Your Javascript message is lawlz : ) So how do they know which words are the key words? Still, I like it : ) But anyway, about the menu... I wonder if somehow that table is affecting a double-margin float bug (removing it)? You have no side margin on the menu itself but you do have 1px on the floated lis, and if it was the bug, it would be... only affecting the first li. I don't have IE now, I'm at home, but that's what I'd wager. I guess you could give it a try?
That javascript is very neat, super-simple but it helps a great deal because it prevents people from submitting empty search-queries. Which in turns makes it easier for people to get quick results and thus remain on the site instead of hopping out because they don't find what they want on the first click. The keywords are the words they want to search for, obviously, so they should know them, not me. Anyhow, they can also go to the advanced search clicking the label below the search box. About those floating lis, I guess you mean those? #menu li { float:left; width:105px; height:22px; position:relative; background-color:#F8FFF8; text-align:center; margin:1px 1px 0 0; z-index:15; } Code (markup): If I take the 1px right-margin away all the vertical green dividing 1px lines between the menu-links disappear, the far right 5px border grows I guess 5 px but that extra pixel on the far right disappears. This was the only thing I had found that influences that extra px but, it doesn´t really solve things, it only changes the problem. I really appreciate your looking at this, I hope you can find something later.

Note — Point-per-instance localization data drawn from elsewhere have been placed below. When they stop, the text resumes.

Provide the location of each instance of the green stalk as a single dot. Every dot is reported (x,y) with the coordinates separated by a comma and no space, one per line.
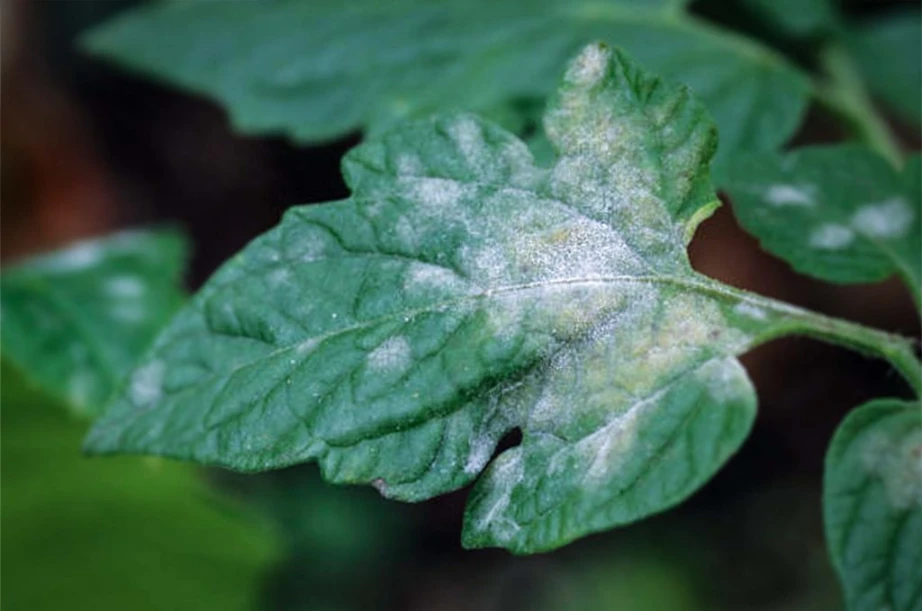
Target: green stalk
(844,94)
(895,349)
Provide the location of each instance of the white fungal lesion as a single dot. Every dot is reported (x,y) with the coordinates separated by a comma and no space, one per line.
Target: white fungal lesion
(891,218)
(791,195)
(146,385)
(590,66)
(428,277)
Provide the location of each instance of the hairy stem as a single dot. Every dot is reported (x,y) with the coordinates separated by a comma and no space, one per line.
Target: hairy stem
(896,349)
(844,94)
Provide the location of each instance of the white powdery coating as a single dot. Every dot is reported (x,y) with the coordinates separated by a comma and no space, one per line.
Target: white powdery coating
(722,379)
(581,249)
(750,311)
(409,164)
(393,354)
(481,449)
(422,276)
(505,475)
(791,195)
(590,66)
(279,277)
(79,257)
(147,384)
(125,286)
(831,236)
(887,219)
(608,446)
(436,193)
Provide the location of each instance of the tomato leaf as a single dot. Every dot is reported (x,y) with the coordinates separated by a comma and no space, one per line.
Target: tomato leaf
(463,291)
(840,213)
(134,533)
(872,504)
(76,321)
(319,70)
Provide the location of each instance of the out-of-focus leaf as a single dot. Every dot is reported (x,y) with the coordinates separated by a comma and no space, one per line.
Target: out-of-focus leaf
(798,18)
(889,53)
(318,69)
(139,534)
(872,503)
(839,213)
(76,321)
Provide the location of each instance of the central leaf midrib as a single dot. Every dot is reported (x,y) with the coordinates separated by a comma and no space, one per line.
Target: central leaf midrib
(687,283)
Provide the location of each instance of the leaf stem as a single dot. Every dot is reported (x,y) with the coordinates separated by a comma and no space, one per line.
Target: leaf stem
(844,94)
(896,349)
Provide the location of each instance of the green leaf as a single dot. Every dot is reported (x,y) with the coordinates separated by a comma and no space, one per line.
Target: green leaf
(136,534)
(461,292)
(872,505)
(838,213)
(76,321)
(888,52)
(320,69)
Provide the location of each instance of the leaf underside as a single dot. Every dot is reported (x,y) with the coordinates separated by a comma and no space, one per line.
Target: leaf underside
(872,505)
(838,213)
(76,321)
(462,292)
(319,70)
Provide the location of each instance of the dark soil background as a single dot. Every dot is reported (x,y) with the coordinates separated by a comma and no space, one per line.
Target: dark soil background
(87,148)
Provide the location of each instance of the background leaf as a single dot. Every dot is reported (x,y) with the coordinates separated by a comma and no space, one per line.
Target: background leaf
(838,213)
(134,533)
(798,18)
(319,70)
(76,321)
(462,292)
(888,52)
(872,503)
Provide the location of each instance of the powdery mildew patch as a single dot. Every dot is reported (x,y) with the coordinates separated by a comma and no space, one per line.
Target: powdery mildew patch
(791,195)
(885,220)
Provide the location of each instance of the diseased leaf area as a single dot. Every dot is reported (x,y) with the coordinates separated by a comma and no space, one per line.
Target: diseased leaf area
(76,321)
(873,505)
(839,213)
(318,70)
(461,292)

That's why I thought it was funny at first, cause it seemed funny that people would hit search with nothing typed in... and then a read it again and thought you meant that people were typing words, but the search wasn't working because they weren't "key" words... So no, I guess I got it the first time : ) For the li's, no, KEEP the 1px margin, but if IE6 is doubling it to 2px on the first li... we can test if that's the case, add display: inline to the code. To eliminate the double-margin bug. if nothing changes when you add it (and all other browsers ignore display: inline on something already floated), then it's not double-margin float bug. But I hope it is, cause that's easy fixin : ) #menu li { float:left; [b]display: inline;[/b] width:105px; height:22px; position:relative; background-color:#F8FFF8; text-align:center; margin:1px 1px 0 0; z-index:15; } Code (markup): I've got my fingers crossed.
Yes, That was it, solved! It wasn't doubling a 1px on the first li, it was adding an extra px to the right hand 5px border. Thanks a lot, it's incredible how much a victory over 1 pixel in an ancient browser can mean for someone. My search engine is sphider which means I have access to search logs and can see how many times queries are used. It was surprising to see how many people entered empty queries. Until I discovered that simple js-trick. Thanks a lot cloggie!
I'm glad it worked, although while walking tonight I remembered that I think Paul O'Brien said floats in floats don't get the doubled margins... so now I wonder what was going on. And yet, display: inline doesn't do a thing anywhere with floats, except remove that margin bug. Stumped.